What’s the definition of sales tax? What’s the definition of use tax? What’s the difference between use tax and sales tax?

Sales and use tax generally refer to the same thing: A percentage tax on the price of a sale that is collected by a merchant or consumer and remitted to the government. However, there are subtle differences in how these taxes are collected and remitted.

Sales tax defined:

Sales tax is a tax on the sale, transfer, or exchange of a taxable item or service, at the point of sale. Businesses with nexus in a state, must charge sales tax to customers located in those states where they have nexus. Sales tax is collected in addition to the price of the item and charged to the end customer. Sales tax is not meant to be paid out of pocket by the business, it is meant to be collected from the customer.

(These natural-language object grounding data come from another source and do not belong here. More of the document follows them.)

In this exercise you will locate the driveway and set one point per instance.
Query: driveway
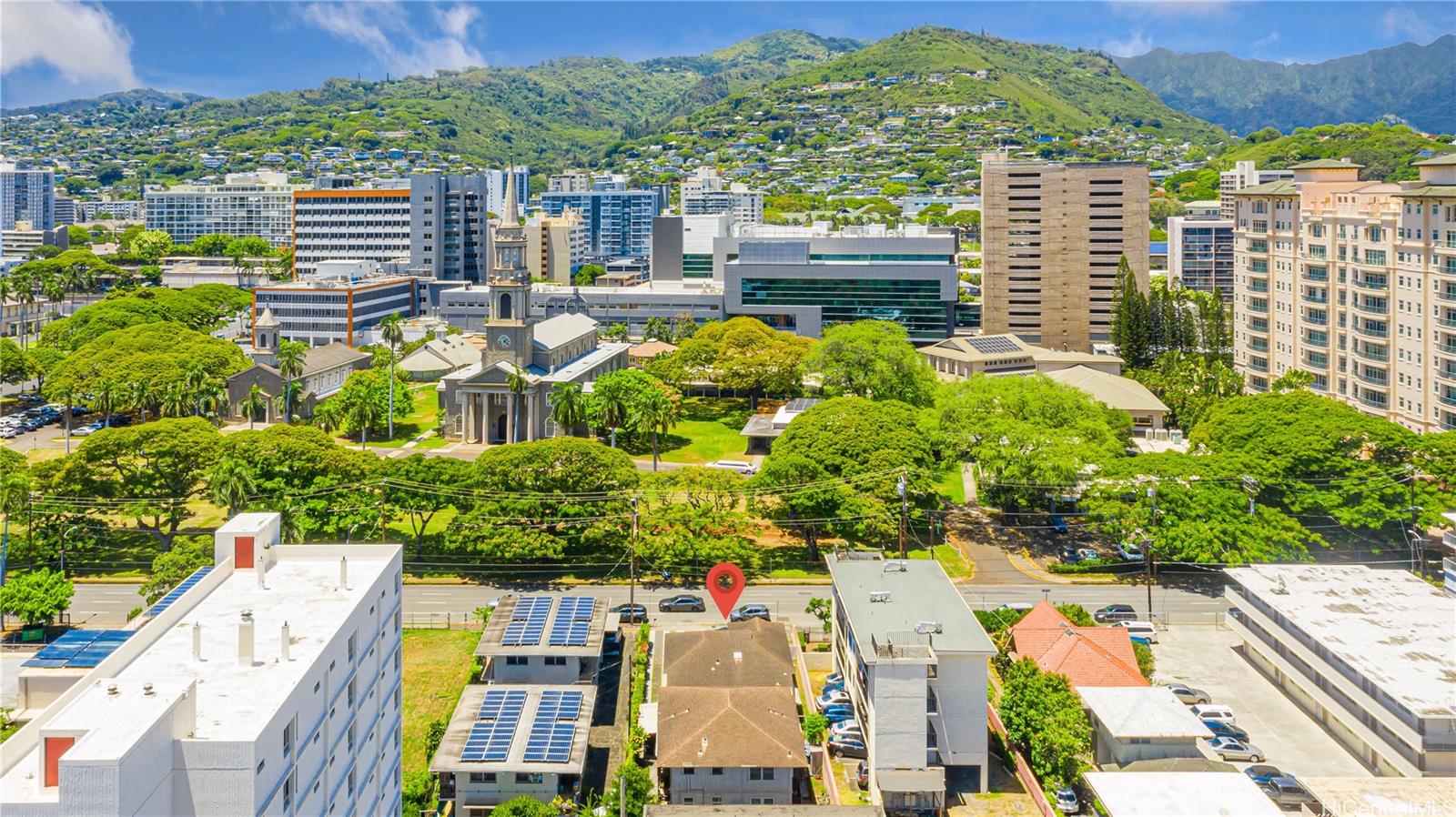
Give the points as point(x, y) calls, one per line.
point(1208, 659)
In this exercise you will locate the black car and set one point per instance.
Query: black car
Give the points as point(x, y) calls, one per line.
point(1116, 613)
point(631, 613)
point(1219, 729)
point(750, 612)
point(682, 603)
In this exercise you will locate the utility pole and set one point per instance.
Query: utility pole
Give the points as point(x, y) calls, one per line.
point(1148, 550)
point(632, 569)
point(905, 507)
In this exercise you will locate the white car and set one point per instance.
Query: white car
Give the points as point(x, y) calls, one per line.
point(737, 467)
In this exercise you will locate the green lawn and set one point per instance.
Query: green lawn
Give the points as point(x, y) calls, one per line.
point(437, 666)
point(708, 431)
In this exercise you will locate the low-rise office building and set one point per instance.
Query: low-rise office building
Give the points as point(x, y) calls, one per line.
point(541, 640)
point(1368, 651)
point(1140, 722)
point(337, 303)
point(915, 663)
point(808, 284)
point(268, 683)
point(349, 225)
point(514, 740)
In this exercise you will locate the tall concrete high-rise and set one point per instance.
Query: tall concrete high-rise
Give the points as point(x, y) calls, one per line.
point(1052, 237)
point(26, 196)
point(1354, 283)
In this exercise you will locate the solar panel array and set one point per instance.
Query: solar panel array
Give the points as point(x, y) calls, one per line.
point(555, 727)
point(994, 344)
point(572, 620)
point(490, 739)
point(79, 649)
point(528, 620)
point(177, 591)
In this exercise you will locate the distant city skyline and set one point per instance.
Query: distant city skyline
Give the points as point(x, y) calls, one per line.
point(65, 48)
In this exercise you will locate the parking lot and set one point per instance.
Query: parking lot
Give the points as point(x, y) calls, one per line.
point(1206, 657)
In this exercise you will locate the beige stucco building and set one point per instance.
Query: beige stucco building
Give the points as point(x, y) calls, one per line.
point(1353, 283)
point(1052, 237)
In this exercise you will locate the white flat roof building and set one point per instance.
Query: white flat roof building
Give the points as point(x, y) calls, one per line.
point(271, 686)
point(915, 661)
point(1179, 794)
point(1373, 651)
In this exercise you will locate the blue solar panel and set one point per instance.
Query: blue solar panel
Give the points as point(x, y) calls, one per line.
point(177, 591)
point(528, 620)
point(490, 739)
point(79, 649)
point(572, 622)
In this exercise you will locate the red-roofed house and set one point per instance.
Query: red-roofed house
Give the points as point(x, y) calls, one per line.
point(1088, 656)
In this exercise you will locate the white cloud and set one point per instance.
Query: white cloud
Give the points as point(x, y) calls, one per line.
point(84, 44)
point(399, 43)
point(1404, 24)
point(1169, 9)
point(1267, 40)
point(1132, 47)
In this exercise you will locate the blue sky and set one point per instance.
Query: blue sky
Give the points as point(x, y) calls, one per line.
point(66, 48)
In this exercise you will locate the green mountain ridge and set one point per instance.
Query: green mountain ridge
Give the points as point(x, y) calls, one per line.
point(1046, 86)
point(1409, 82)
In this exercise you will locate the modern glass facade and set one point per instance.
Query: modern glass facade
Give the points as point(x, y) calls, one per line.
point(915, 305)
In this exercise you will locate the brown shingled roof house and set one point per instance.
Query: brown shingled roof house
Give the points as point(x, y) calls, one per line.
point(1087, 656)
point(727, 721)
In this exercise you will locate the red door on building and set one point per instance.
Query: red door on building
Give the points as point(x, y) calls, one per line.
point(242, 552)
point(55, 747)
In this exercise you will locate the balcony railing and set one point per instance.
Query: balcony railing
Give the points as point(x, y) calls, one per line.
point(1378, 354)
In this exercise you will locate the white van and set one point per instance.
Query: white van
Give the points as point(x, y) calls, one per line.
point(737, 467)
point(1140, 630)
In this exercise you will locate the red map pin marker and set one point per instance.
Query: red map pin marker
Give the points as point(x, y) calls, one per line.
point(725, 586)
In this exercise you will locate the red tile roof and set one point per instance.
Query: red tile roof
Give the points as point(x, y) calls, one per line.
point(1087, 656)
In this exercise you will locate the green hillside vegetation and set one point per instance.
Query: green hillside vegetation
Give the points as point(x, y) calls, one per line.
point(1385, 150)
point(1407, 82)
point(1050, 87)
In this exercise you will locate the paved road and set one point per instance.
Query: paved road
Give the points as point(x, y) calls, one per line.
point(108, 603)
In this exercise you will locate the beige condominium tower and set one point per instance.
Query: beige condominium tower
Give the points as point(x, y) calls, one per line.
point(1354, 283)
point(1052, 235)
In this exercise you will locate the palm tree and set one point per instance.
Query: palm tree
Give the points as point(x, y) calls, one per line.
point(142, 397)
point(290, 364)
point(254, 404)
point(193, 380)
point(568, 407)
point(657, 411)
point(106, 398)
point(232, 481)
point(392, 328)
point(612, 408)
point(174, 399)
point(328, 416)
point(363, 414)
point(517, 383)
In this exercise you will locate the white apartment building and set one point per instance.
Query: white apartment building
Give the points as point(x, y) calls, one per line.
point(349, 223)
point(1369, 652)
point(271, 686)
point(1354, 283)
point(26, 196)
point(915, 663)
point(245, 204)
point(1244, 175)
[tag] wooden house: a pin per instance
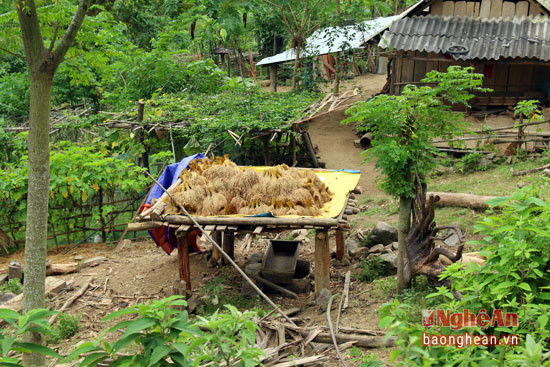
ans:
(507, 41)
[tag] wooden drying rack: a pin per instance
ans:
(224, 229)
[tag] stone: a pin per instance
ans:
(5, 297)
(323, 296)
(376, 249)
(361, 252)
(452, 240)
(253, 269)
(299, 233)
(255, 258)
(353, 246)
(383, 233)
(124, 245)
(390, 260)
(299, 285)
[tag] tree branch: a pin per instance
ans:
(69, 36)
(54, 37)
(30, 30)
(13, 54)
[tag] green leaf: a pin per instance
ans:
(139, 325)
(35, 348)
(158, 353)
(498, 201)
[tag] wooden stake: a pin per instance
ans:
(322, 260)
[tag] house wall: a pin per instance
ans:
(511, 80)
(486, 8)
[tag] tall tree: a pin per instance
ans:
(404, 128)
(299, 19)
(42, 62)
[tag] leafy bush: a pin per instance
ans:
(163, 333)
(67, 326)
(514, 278)
(372, 268)
(472, 162)
(35, 321)
(12, 286)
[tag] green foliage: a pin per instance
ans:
(78, 176)
(35, 321)
(471, 163)
(528, 109)
(372, 268)
(366, 360)
(514, 278)
(516, 241)
(404, 126)
(67, 326)
(162, 334)
(12, 286)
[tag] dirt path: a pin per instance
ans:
(335, 141)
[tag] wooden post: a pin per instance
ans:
(273, 77)
(183, 260)
(228, 245)
(309, 146)
(340, 244)
(144, 158)
(322, 260)
(217, 237)
(267, 156)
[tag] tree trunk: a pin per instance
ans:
(296, 64)
(404, 226)
(37, 202)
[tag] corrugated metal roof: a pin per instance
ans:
(490, 39)
(335, 39)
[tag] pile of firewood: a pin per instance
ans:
(213, 187)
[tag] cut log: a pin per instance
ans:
(54, 269)
(71, 300)
(362, 341)
(461, 200)
(53, 285)
(528, 171)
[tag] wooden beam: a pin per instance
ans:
(340, 244)
(228, 245)
(254, 221)
(322, 261)
(183, 261)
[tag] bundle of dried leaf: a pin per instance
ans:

Sellers Use Tax or Vendors Use Tax

You’ve likely heard the terms “use tax” and “sales tax” used together, possibly even interchangeably, however not all “use tax” is the same. There is a big distinction between something called Consumers Use Tax and Sellers Use Tax (you may see the term “Vendors Use Tax” as well).

Sellers use tax is a transaction tax (like sales tax), calculated as a percentage of the sales price, and remitted by an out-of-state seller to the state. Sellers use tax only applies to “remote sellers” who are generally defined as businesses who have nexus in the state (such as economic nexus) but who are not based in the state.

Some states have the option to register for a regular sales tax license or the option to register for a sellers use tax license. In most cases, this is usually just differentiating businesses who are physically located in a state vs businesses located outside the state. A few examples of states with both sales tax license types and sellers use tax license types are listed below.

Consumers Use Tax

Consumers Use tax is a complement to sales tax, applied when taxable goods or services are used, stored, or consumed within a state after being purchased from out-of-state vendors who didn’t collect sales tax. Its purpose is to protect local retailers and ensure tax fairness, especially in the era of online commerce.

Consumer use tax is paid directly by the purchaser to the state department of revenue by filing a use tax return, including an amount on a sales tax return, or in some states, by including an amount on the income tax return.

An easy way to think about Consumer Use tax is whether your business “consumed” or “used” something for your business and you didn’t pay sales tax when buying the that item.